Temporal dynamics of stimulated emission with applications in nuclear quantum optics

TL;DR

This paper investigates the temporal behavior of stimulated emission in nuclear systems, focusing on x-ray interactions with nuclei, and proposes methods to detect stimulated emission amidst background noise, with potential applications in nuclear quantum optics.

Contribution

It introduces new detection strategies for stimulated emission in nuclear systems and explores phase-sensitive control in low-excitation regimes, advancing nuclear quantum optics research.

Findings

Stimulated emission overlaps with stimulating pulses, complicating detection.

Reduced delayed scattered light intensity can serve as an alternative signature.
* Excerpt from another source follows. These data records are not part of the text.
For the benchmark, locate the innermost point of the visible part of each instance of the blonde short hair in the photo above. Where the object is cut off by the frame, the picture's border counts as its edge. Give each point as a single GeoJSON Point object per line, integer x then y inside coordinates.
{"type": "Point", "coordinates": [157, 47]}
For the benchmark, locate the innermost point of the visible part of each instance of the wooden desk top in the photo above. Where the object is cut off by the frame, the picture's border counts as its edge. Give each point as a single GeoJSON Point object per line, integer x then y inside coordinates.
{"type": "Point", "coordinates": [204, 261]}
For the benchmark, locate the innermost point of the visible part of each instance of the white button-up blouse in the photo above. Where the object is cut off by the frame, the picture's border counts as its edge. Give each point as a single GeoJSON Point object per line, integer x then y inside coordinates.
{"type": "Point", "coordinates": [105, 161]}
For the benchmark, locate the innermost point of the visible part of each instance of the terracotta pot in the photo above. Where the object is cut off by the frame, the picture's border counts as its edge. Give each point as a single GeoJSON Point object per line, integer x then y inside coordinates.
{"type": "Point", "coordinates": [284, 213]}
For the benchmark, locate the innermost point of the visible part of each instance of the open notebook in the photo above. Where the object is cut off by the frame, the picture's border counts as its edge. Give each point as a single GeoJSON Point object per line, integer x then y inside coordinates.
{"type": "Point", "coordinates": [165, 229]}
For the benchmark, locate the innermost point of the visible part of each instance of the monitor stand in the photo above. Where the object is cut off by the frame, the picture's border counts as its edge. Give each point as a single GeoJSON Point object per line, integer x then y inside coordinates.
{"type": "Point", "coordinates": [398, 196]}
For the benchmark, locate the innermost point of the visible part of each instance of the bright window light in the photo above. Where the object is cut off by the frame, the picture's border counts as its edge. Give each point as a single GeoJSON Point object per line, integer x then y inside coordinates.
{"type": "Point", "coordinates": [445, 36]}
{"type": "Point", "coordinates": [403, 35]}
Phase-sensitive methods enable better control and detection of stimulated emission.

Abstract

The temporal dynamics of stimulated emission is studied, with the particular emphasis on stimulated emission induced by x-ray pulses interacting with nuclei. In typical nuclear forward scattering experiments, the short incident x-ray pulse is accompanied by a huge number of off-resonant background photons. This prompts the question, if stimulated emission can be observed in the delayed nuclear scattering signal which is emitted after the incident pulse has passed. We find that the stimulated photons essentially overlap with the stimulating pulse. To overcome this problem, we identify the reduction of the delayed scattered light intensity as alternative signature for the stimulated emission. We further study a phase-sensitive variant of stimulated emission in the low-excitation regime, which provides convenient control parameters to facilitate the detection. Finally, we analyze the possibility to observe stimulated emission in nuclei driven by free electron lasers or synchrotron radiation sources.